Title: Using historical data to improve long-return period flooding estimation
Institution: Centre for Ecology & Hydrology, Wallingford Lead Supervisor: Lisa Stewart ([log in to unmask])
http://nercgw4plus.ac.uk/using-historical-data-to-improve-long-return-period-flooding-estimation/
Estimating flood magnitudes for long return periods, such as the “once-in-a-century” flood is of critical importance to building appropriate flood defences which will withstand the most extreme events, events which may not have been observed within the period of systematic river catchment recordings. Existing methods used in the Flood Estimation Handbook (1999) and subsequent reports extrapolate from existing data to estimate less frequent, more extreme flood events than those observed. By obtaining and including even a small amount of historical data on observed extreme flood events, estimates can be improved and uncertainty decreased.

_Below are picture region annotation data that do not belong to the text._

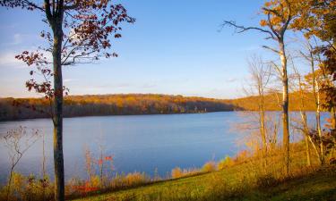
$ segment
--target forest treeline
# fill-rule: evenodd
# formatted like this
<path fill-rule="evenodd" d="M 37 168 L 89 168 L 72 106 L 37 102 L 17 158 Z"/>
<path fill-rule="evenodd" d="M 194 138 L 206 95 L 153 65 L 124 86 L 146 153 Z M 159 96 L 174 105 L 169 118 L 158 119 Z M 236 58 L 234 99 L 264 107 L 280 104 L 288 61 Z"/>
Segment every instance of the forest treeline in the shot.
<path fill-rule="evenodd" d="M 278 98 L 280 94 L 265 96 L 266 110 L 280 110 Z M 312 96 L 307 94 L 307 96 Z M 299 110 L 297 96 L 289 96 L 290 109 Z M 313 97 L 312 97 L 313 98 Z M 308 98 L 306 108 L 314 110 L 312 98 Z M 234 110 L 256 111 L 258 96 L 222 100 L 196 96 L 127 94 L 127 95 L 86 95 L 69 96 L 65 98 L 64 116 L 130 115 L 159 113 L 194 113 Z M 47 118 L 50 103 L 44 98 L 1 98 L 0 121 Z"/>
<path fill-rule="evenodd" d="M 50 113 L 49 104 L 44 98 L 2 98 L 0 120 L 46 118 Z M 213 98 L 154 94 L 86 95 L 66 96 L 64 116 L 190 113 L 232 110 L 232 105 Z"/>

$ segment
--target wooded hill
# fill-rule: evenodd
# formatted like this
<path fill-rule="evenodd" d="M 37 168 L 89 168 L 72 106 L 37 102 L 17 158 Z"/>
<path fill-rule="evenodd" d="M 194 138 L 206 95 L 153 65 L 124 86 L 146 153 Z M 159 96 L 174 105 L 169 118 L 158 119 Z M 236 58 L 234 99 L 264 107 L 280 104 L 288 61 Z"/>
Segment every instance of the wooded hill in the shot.
<path fill-rule="evenodd" d="M 13 105 L 14 101 L 19 105 Z M 222 100 L 204 97 L 155 94 L 87 95 L 66 96 L 64 117 L 189 113 L 233 109 L 233 105 Z M 0 121 L 46 118 L 49 116 L 50 106 L 43 98 L 2 98 L 0 111 Z"/>
<path fill-rule="evenodd" d="M 281 94 L 265 96 L 265 109 L 280 110 Z M 64 116 L 191 113 L 251 110 L 258 108 L 258 96 L 231 100 L 158 94 L 69 96 L 65 98 Z M 314 110 L 314 98 L 306 94 L 306 110 Z M 13 105 L 13 102 L 19 105 Z M 289 96 L 292 111 L 299 110 L 299 96 Z M 33 107 L 33 108 L 32 108 Z M 49 102 L 44 98 L 0 98 L 0 121 L 49 117 Z"/>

The project will involve the collection of historical data from a number of sources from both online and physical archives (council records, newspaper archives, anecdotal sources), and then applying existing statistical methods to improve the existing models to observe more accurate flood estimation for the catchments in question. If time permits, this will be supplemented with the use of Approximate Bayesian Computation methods to see if simple simulation methods can improve on existing likelihood based methods.
The student will receive supervision from Dr Adam Griffin on the statistical and computer-based background and Lisa Stewart on the hydrological aspects within the Hydrological Modelling and Risks group. Training will be provided in data management, statistical methodologies regarding analysis and visualisation of censored datasets of unknown quality, and basic hydrological processes. Supervision will be given at the sites finding data from historical archives off-site, and office and computer space will be arranged for the student within the department.
Eligibility
> Be studying for an undergraduate degree in a quantitative discipline outside of NERC’s scientific remit (e.g. mathematics, statistics, computing, engineering, physics).
> Be applying for a placement in a different department to their undergraduate degree.
> Be undertaking their first undergraduate degree studies (or integrated Masters).
> Be expected to obtain a first or upper second class UK honours degree
> Be eligible for subsequent NERC PhD funding (i.e. UK, EU or right to remain in the UK).
Students should submit their application directly to [log in to unmask] submitting a CV (no more than 2 pages) plus reference contact details, transcripts and a brief covering letter (1 page).
The deadline for applications is noon on the 29 May 2017.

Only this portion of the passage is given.